Kamery monitoringu nie od parady

KUDOWA-ZDRÓJ (inf. wł.). O wielkim pechu może mówić dwóch młodzieńców, którzy nie tak dawno dopuścili się aktu wandalizmu w ogrodzie muzycznym. Ich poczynania wobec jednej z rzeźb zarejestrowała kamera monitoringu, dzięki czemu przestali być anonimowi. Zaproszeni do dobrowolnego pokrycia szkody, chyżo to uczynili i teraz już na pewno wiedzą, że monitoring w Kudowie-Zdroju to nie atrapa, jak uważają co niektóre osoby.

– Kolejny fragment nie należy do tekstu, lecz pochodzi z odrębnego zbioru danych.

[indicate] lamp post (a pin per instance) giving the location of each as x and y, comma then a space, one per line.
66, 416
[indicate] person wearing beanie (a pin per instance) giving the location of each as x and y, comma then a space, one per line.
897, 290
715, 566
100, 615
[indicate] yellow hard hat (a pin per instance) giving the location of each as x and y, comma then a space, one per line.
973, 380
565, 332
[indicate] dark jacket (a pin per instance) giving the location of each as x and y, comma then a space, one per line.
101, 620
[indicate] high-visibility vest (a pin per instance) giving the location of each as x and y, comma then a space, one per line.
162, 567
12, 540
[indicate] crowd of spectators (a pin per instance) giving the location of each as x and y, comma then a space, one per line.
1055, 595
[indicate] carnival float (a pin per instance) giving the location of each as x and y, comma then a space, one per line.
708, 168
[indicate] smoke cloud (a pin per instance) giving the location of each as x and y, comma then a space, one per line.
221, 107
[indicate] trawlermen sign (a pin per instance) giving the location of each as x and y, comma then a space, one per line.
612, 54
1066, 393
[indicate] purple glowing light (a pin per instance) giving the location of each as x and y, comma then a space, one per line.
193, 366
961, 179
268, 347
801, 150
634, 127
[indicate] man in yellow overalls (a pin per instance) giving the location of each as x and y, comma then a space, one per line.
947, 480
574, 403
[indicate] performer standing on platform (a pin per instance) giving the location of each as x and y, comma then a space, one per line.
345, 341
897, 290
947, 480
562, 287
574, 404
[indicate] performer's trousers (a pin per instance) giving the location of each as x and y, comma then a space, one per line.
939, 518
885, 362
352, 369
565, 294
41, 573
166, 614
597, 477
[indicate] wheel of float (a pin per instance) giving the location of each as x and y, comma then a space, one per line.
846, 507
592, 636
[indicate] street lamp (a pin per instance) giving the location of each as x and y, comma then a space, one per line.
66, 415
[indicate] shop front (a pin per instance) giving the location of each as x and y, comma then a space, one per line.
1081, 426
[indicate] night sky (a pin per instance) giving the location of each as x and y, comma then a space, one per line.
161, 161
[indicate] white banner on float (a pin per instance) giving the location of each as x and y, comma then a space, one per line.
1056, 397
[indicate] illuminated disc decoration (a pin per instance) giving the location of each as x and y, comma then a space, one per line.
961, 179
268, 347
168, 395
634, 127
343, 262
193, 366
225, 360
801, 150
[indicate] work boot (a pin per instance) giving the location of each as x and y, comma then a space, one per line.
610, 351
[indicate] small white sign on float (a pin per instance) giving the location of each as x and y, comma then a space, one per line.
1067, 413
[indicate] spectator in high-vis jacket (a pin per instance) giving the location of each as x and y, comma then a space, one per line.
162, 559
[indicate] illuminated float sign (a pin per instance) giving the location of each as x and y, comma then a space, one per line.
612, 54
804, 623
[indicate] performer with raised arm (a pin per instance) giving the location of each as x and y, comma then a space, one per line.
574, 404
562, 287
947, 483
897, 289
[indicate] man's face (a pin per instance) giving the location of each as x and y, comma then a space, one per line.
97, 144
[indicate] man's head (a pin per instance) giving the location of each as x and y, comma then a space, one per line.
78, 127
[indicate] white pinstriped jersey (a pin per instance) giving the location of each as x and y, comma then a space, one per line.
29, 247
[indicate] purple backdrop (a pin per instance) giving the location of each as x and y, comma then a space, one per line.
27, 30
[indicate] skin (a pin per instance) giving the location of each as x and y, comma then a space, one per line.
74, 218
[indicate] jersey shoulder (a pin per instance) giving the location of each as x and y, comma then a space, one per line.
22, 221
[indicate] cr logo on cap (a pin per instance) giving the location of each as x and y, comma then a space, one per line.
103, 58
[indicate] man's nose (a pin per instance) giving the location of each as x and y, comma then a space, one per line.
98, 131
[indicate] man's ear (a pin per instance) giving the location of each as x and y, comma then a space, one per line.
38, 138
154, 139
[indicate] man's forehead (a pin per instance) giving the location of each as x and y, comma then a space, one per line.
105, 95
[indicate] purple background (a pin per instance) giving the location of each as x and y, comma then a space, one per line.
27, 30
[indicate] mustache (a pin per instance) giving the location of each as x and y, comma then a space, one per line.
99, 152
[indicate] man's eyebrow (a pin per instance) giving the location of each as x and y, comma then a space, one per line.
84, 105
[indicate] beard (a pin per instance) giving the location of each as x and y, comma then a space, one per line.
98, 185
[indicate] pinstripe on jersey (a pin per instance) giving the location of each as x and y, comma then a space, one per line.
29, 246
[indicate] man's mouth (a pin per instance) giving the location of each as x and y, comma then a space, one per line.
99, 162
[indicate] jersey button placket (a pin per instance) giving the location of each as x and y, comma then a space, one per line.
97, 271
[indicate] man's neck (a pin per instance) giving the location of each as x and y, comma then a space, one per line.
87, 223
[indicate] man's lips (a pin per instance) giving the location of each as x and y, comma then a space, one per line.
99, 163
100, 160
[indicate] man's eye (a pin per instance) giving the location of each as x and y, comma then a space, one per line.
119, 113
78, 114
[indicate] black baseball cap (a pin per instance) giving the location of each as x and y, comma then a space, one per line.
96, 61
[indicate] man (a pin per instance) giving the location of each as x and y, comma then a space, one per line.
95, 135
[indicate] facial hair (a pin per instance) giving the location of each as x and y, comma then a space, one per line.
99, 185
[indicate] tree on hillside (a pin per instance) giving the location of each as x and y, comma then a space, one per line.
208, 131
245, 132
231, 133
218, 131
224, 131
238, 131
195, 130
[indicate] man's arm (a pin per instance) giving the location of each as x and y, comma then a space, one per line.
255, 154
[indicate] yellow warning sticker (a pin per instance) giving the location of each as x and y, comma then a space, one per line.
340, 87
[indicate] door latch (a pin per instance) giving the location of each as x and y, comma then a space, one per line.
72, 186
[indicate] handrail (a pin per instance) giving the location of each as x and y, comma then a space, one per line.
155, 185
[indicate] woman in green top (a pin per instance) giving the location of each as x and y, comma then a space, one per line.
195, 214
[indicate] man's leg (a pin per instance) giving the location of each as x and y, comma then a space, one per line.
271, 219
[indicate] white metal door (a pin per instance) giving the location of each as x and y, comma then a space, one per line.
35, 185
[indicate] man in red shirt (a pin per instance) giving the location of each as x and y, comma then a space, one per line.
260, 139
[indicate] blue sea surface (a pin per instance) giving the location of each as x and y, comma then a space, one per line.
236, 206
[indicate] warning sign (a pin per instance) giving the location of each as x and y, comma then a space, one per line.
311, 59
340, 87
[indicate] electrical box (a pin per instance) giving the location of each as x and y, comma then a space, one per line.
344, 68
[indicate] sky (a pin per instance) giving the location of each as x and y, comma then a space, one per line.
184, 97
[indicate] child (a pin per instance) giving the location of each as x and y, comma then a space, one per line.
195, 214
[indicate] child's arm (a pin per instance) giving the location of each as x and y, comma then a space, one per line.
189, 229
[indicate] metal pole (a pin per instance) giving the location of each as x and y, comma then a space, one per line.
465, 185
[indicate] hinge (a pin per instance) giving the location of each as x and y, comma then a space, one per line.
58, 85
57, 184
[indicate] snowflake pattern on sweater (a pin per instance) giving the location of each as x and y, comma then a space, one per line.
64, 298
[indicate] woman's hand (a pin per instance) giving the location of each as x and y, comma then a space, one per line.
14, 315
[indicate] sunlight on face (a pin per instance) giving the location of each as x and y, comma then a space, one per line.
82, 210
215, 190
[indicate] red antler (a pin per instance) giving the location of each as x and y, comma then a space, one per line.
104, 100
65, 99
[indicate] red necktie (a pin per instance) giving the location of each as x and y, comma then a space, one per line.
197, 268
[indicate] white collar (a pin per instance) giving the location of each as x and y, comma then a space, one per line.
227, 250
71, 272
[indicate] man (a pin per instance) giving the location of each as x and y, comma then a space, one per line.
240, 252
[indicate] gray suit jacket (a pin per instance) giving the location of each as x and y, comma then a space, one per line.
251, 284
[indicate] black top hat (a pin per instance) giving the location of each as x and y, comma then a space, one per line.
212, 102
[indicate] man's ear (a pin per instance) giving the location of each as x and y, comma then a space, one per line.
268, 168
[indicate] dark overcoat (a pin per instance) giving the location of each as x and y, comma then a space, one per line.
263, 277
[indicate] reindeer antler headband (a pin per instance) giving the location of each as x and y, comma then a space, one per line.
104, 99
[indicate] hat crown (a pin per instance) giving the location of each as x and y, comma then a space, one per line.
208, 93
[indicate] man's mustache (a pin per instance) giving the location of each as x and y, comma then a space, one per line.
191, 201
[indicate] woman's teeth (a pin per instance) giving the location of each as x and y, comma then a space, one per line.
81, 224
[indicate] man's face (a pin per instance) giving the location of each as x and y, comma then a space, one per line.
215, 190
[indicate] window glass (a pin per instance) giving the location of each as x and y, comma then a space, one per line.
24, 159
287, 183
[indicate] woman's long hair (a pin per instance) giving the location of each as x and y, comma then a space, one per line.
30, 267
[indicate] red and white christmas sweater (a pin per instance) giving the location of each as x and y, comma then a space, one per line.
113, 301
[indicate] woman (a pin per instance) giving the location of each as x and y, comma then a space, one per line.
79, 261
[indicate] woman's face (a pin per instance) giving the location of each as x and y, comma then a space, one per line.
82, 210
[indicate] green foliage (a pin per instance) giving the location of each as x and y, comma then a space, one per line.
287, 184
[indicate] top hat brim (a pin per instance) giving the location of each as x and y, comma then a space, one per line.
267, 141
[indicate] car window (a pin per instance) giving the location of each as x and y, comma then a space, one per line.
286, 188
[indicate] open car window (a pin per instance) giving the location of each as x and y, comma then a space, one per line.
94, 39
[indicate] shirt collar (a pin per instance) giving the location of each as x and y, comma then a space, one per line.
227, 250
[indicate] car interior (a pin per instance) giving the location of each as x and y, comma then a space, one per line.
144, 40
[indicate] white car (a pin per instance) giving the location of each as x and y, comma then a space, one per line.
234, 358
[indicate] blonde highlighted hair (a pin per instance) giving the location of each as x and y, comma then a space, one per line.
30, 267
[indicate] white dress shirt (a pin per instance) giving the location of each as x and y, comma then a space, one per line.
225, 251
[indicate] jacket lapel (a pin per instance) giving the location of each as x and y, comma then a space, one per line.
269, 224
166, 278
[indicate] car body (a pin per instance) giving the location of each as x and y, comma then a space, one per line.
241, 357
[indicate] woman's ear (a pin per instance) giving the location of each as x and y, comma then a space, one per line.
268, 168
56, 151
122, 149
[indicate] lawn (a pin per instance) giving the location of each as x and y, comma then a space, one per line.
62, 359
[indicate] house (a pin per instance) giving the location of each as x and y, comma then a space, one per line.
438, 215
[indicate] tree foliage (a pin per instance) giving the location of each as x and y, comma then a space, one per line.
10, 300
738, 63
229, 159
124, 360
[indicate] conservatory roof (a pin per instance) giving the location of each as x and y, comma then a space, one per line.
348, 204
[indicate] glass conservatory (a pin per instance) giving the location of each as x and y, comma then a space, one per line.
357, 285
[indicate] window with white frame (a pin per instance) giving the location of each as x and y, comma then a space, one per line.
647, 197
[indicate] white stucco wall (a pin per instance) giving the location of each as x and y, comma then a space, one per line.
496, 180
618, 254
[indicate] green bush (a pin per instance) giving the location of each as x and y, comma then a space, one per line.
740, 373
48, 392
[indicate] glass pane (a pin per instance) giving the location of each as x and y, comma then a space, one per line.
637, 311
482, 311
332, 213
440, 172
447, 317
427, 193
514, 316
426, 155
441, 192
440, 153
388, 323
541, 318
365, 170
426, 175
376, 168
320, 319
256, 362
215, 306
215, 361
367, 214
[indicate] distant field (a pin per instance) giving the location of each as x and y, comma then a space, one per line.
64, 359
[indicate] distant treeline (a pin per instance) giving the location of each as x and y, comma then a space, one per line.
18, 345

A tak w ogóle to przypadki wandalizmu na obszarze przygranicznego kurortu do rzadkich nie należą. Jak powiedziała nam sekretarz miasta Justyna Klich - coraz częściej, właśnie dzięki podglądowi z kamer, sprawcy są rozpoznawani i odczuwają to w swoich portfelach. Jeśli już kogoś roznosi energia i chce ją wyzwolić, to zamiast niszczyć, z pożytkiem może np. pozbierać odpadki pozostawione przez osoby korzystające ze ścieżek spacerowych i tras rowerowych.